Wednesday, July 18, 2001

CD Review - Pernice Brothers

Mike Corrigan
by Mike Corrigan


Looking for genuine songwriting prowess in a world ruled by superficiality? Well my fellow pop rock renegades, you owe it to yourself to grab the new one from the Pernice Brothers, The World Won't End, before it slips away.


Rarely is modern alt-pop so literary, bittersweet and just plain gorgeous. Around tightly crafted vignettes of failed love and desperation, songwriter/vocalist/guitarist Joe Pernice and his band weave a dense but luminous tapestry of sound, rich with tastefully restrained guitar, tinkling piano and pedal steel. Strings add depth but never overstay their welcome. The album has an immediate and organic feel that is all too rare in these days of harsh digital efficiency -- the instruments virtually flow, ebb, rise and fall around Pernice's breathy, lamenting vocals.

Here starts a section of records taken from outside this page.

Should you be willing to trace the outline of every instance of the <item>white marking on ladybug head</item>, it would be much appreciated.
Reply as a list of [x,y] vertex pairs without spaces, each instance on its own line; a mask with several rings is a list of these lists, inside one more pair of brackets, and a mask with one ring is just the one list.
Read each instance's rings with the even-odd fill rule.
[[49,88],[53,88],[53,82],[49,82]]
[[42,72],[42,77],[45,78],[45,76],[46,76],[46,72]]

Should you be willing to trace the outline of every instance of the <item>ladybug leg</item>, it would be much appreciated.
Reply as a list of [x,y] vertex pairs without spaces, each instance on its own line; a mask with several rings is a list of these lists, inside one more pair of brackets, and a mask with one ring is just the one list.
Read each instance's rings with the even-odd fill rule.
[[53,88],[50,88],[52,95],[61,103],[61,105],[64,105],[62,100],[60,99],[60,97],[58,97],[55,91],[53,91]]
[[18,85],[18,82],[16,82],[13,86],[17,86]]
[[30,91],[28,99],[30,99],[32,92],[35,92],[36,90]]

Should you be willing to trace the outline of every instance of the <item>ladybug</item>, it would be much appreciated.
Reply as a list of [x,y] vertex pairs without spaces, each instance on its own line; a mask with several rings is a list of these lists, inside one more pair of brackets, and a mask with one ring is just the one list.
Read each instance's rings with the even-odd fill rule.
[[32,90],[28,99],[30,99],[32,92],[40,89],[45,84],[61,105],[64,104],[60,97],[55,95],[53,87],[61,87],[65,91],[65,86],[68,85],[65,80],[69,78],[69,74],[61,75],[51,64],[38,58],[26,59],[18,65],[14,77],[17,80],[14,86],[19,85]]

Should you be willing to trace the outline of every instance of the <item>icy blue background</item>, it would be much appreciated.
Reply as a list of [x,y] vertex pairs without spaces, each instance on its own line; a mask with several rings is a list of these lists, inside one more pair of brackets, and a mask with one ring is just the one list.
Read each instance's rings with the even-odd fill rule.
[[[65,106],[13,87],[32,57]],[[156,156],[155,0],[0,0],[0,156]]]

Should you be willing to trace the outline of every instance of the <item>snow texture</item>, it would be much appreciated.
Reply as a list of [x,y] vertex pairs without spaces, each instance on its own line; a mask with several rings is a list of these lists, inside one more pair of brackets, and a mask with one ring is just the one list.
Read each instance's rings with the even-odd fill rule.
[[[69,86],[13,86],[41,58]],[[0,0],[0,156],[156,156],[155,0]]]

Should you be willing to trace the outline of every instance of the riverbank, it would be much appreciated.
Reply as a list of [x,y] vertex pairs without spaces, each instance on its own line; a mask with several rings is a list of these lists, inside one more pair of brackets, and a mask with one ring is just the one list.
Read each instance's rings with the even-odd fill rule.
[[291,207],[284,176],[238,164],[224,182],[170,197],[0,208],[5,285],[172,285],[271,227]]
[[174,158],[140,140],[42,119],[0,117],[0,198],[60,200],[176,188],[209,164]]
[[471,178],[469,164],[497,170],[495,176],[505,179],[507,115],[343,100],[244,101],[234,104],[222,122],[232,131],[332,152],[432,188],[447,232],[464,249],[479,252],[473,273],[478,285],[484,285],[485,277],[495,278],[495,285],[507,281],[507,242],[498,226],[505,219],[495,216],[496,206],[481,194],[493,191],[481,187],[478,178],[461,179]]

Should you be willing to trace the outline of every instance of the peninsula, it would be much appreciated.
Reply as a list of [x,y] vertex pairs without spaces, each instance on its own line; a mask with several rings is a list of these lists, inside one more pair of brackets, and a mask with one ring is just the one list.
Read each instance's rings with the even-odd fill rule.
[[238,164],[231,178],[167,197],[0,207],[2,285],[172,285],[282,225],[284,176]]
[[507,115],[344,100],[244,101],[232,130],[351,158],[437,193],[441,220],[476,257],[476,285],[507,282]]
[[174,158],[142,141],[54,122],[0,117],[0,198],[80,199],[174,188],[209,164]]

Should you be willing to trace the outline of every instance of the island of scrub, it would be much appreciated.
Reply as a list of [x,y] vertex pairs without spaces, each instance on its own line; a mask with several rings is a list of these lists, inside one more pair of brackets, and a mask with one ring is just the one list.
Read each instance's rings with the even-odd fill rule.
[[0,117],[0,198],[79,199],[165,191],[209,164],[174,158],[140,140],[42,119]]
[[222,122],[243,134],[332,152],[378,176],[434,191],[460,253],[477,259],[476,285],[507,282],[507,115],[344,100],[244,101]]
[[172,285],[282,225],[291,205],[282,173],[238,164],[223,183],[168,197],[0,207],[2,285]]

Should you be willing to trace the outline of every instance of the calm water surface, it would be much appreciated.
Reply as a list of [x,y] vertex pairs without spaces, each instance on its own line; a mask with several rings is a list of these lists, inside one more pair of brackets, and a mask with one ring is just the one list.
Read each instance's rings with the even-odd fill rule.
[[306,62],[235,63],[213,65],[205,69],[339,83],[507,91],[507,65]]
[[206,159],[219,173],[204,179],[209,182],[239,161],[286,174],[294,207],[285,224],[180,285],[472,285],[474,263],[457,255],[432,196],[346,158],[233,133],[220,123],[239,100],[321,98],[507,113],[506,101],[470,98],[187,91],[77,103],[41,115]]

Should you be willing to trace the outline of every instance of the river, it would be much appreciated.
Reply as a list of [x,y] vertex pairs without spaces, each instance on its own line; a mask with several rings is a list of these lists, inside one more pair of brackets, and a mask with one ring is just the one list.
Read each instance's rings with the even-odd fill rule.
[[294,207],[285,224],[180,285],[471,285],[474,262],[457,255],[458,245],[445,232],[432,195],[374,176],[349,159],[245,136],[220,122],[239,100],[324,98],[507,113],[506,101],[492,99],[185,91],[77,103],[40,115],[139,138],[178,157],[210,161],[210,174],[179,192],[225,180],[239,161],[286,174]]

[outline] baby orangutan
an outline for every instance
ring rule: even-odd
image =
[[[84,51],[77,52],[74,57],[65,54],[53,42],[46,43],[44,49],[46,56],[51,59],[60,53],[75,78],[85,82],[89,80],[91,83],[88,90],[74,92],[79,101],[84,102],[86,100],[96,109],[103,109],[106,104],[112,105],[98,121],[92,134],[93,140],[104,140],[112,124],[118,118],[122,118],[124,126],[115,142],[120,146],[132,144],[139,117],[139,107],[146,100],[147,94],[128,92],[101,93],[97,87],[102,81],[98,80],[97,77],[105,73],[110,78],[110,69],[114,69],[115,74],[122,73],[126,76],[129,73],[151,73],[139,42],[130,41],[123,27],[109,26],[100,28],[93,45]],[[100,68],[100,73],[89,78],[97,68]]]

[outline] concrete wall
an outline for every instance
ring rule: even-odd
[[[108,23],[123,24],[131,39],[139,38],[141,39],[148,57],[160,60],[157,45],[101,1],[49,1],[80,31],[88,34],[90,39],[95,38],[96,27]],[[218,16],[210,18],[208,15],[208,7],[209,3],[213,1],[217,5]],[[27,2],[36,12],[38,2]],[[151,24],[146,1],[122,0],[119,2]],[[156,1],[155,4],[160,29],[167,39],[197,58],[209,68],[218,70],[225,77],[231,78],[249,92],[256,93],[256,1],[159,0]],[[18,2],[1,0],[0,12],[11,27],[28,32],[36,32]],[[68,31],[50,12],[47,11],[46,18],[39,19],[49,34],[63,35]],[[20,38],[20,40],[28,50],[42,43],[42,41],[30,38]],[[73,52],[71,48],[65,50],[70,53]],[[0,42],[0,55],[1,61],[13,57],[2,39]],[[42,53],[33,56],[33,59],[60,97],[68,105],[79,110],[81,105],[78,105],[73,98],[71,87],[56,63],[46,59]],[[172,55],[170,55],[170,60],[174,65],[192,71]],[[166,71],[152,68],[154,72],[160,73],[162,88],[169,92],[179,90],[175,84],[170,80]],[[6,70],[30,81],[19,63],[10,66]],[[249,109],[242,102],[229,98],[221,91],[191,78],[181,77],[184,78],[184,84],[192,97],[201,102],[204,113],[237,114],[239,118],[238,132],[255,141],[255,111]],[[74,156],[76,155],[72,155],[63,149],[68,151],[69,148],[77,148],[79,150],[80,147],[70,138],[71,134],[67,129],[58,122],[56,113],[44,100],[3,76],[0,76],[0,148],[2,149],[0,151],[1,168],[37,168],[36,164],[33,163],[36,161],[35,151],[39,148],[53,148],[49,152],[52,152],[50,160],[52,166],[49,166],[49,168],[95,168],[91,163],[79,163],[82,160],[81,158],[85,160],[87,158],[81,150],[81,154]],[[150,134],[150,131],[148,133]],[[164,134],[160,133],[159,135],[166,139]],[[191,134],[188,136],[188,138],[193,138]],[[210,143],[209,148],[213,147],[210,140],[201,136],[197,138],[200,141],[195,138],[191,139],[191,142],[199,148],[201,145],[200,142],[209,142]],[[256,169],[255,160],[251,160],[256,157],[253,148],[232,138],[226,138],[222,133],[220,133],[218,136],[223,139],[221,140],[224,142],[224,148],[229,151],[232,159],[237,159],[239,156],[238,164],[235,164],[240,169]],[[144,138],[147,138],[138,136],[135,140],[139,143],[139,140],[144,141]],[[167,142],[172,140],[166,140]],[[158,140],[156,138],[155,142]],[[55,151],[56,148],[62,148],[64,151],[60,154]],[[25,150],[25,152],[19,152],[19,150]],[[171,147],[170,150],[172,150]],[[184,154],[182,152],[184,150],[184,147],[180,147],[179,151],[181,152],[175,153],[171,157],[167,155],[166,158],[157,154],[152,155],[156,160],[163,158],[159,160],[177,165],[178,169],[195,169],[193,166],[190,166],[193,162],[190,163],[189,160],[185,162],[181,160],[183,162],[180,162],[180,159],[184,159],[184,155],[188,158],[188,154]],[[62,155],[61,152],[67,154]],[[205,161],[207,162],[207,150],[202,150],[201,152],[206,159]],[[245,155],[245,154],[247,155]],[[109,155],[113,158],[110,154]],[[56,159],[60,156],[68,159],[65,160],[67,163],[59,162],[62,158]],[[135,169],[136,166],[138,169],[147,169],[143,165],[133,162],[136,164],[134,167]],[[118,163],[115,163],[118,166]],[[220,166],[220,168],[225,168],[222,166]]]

Lyrically, it's one clever, well-written knock out after another. The relatively breezy "Working Girls" starts off the set, leveling every dreamy, summery sentiment with a tincture of anxiety ("Contemplating suicide or a graduate degree/ Answers 'How's it going?' with 'I feel sullen, I feel sullen, I feel seventeen'"). "Bryte Side" is ravishing yet profoundly sad. By the time you get to track eight -- the astonishing "Flaming Wreck"-- and its relationship in distress/airplane disaster metaphor, you feel emotionally wrung out but satisfied.


Like a gentle whisper in your ear from a loved one, The World Won't End has a way of making you tingle all over while simultaneously restoring your faith in the inherent potency of music.